Begitu pula demokrasi. Kalau pilkada langsung bermasalah, yang diperbaiki sistemnya. Bukan hak rakyat yang dicabut.
Pilkada langsung adalah ruang bagi warga untuk memberi mandat dan mencabut mandat. Ia bukan sistem sempurna, tetapi ia memberi rakyat posisi sebagai penentu. Dalam negara demokrasi, posisi itu sangat penting.
Elite politik tidak boleh terlalu mudah menyebut rakyat belum siap, sementara partai sendiri gagal membangun kader yang bersih. Jangan jadikan rakyat kambing hitam atas kegagalan partai mengendalikan politik uang. Jangan jadikan biaya demokrasi sebagai alasan untuk mengembalikan keputusan kepada ruang tertutup elite.
Sebab semakin jauh rakyat dari proses pengambilan keputusan, semakin lemah pula demokrasi.
Pilkada lewat DPRD mungkin terlihat rapi di atas kertas. Tetapi di bawah permukaan, ia berisiko memperkuat oligarki lokal, mempersempit partisipasi warga, dan menjadikan kepala daerah lebih tunduk kepada elite daripada kepada rakyat.

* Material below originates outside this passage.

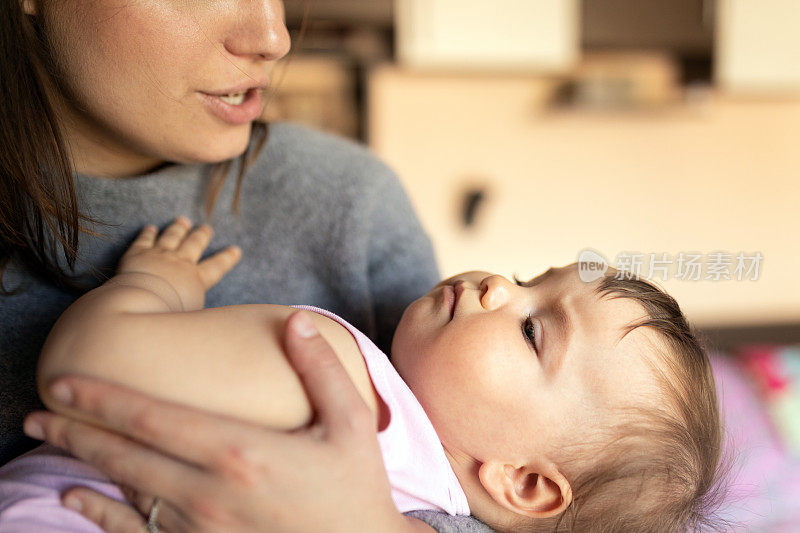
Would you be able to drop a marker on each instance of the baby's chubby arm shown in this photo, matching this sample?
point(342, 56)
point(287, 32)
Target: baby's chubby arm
point(146, 328)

Maka pertanyaan “demokrasi rakyat mau dipangkas lagi?” bukan pertanyaan berlebihan. Ia adalah peringatan.
Hari ini mungkin baru wacana. Besok bisa masuk agenda. Lusa bisa menjadi pasal.
Karena itu, publik harus mengawal sejak awal.
Kedaulatan rakyat tidak boleh diperlakukan seperti beban biaya. Hak memilih tidak boleh dinegosiasikan di ruang elite. Dan demokrasi lokal tidak boleh dipensiunkan hanya karena partai politik gagal membersihkan dirinya sendiri.
Pada akhirnya, pilkada langsung bukan sekadar soal mencoblos nama calon kepala daerah.
Ia adalah simbol bahwa rakyat masih punya suara langsung terhadap siapa yang memimpin daerahnya.
Jika suara itu dipindahkan ke DPRD, maka yang hilang bukan hanya prosedur pemilihan.
Yang hilang adalah jarak terdekat rakyat dengan kekuasaan.